The honor of Shlomo Nehama
Shlomo Nehama is a man of honor. He has recently expanded his activities beyond chairing the biggest bank in Israel, Hapoalim, to volunteer work. He organizes nationwide educational volunteer drives and discusses matters of national interest. It was once said that he thought of becoming the finance minister.
Public image matters a great deal to Nehama, which is probably why he said a month ago, "The wages and benefits I received were a deviation. There will be no more such high salaries at Bank Hapoalim."
Nehama knows that the wages paid to the top bank executives, which impact management wages up and down the land, gouged a rift in Israeli society. That is why he is trying to patch up the bad impression left by the naked figures: NIS 23 million for himself, NIS 15 million for vice-chairman Danny Dankner and NIS 34 million for Hapoalim CEO Zvi Ziv.

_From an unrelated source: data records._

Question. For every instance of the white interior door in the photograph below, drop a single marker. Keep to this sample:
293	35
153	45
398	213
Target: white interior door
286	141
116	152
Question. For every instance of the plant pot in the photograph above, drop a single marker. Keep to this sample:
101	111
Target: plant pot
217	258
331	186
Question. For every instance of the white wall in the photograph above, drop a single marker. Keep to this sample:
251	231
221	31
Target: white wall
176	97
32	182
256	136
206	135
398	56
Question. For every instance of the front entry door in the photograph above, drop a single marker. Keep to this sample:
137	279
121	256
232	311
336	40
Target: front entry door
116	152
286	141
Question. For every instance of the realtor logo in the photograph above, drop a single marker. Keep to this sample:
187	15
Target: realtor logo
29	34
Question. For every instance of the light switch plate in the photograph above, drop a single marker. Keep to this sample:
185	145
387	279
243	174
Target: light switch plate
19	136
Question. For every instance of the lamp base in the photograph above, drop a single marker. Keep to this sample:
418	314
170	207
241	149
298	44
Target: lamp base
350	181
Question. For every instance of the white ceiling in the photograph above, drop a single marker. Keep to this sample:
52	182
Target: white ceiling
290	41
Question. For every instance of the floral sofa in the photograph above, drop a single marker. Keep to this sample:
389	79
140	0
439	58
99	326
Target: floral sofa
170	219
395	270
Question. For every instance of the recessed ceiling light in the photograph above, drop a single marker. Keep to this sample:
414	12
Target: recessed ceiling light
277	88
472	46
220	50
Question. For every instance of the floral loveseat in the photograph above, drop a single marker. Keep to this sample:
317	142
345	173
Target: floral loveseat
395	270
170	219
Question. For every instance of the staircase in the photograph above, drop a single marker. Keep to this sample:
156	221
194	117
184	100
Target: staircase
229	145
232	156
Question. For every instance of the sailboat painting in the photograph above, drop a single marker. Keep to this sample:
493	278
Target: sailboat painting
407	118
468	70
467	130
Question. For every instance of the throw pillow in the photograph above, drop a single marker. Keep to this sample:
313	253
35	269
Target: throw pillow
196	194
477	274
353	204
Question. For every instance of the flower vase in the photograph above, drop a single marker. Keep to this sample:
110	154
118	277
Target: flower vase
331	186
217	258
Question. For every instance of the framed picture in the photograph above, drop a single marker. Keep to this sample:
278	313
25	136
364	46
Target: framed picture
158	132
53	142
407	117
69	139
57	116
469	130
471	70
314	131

Nehama today is a very rich man. He sold his shares in Arison Holdings for $180 million and can afford to settle for more modest pay in his four remaining years at the bank. But he knows he can't just say things like "deviation? no more" with all that money safely sitting in his bank account.
Them who deserve
It isn't enough. It certainly isn't enough after the top brass at rival bank Discount voluntarily agreed to forgo their excess remuneration. The managers at Bank Discount are a lot less rich than the managers at Bank Hapoalim. At least one of them, Giora Offer, together with Discount's former chairman Arie Mientkavich, can claim credit for turning around Bank Discount, extracting it from a sea of red ink.
If there are bankers who deserve a reward, it's Offer and Mientkavich. But Mientkavich left the bank with peanuts, after intervention by the state, and Offer agreed to forgo his bonus because he understood that it wouldn't pass the test of public opinion. How does that make the public status of the Bank Hapoalim people look?
Zvi Ziv and Danny Dankner mean to stay at Bank Hapoalim for many years to come, and it's not clear they'd be happy to forgo pay. They might not be happy, but Nehama has to make the decision for them. That is what he's chairman for: and he's a man of honor. He is the one who has to set the norms. Especially at Bank Hapoalim, which is the biggest bank in Israel and a guiding light to the entire business sector.
Nehama, in his public position as leader of Bank Hapoalim, has the power to save his honor, and that of us all. He can learn that caps have to be clapped on executive pay and there's no better way to teach that lesson than through personal example.
The Israel Securities Authority may shortly provide Nehama with an opportunity to do so. The watchdog has started to ask just how he, Ziv and Dankner are any better than Discount chairman Shlomo Zohar and Discount CEO Giora Offer, who agreed to waive their bonuses.
The Zohar precedent
A precedent was set with Zohar - the Israel Securities Authority ruled that the wage of the chairman of a public company can be considered an insider transaction if it's enormous, and paid to a chairman who has close personal ties with the controlling shareholder. The same ruling should apply to Nehama and Dankner.
The ISA lawyers have already begun talking with Hapoalim's legal advisers. It would be surprising if they are lenient with Nehama and Dankner after cracking down on Zohar.
In short, it's just a matter of time before the Bank Hapoalim executives are officially directed to waive pay, or in their case, to return it. This is precisely the opportunity for these people, led by Nehama, to prove that they are made of the stuff of leaders. Leaders - who know they made a mistake vis a vis the public, even if they can prove their case in court, and who agree to return the money. Shlomo Nehama, a man of honor, should know it best.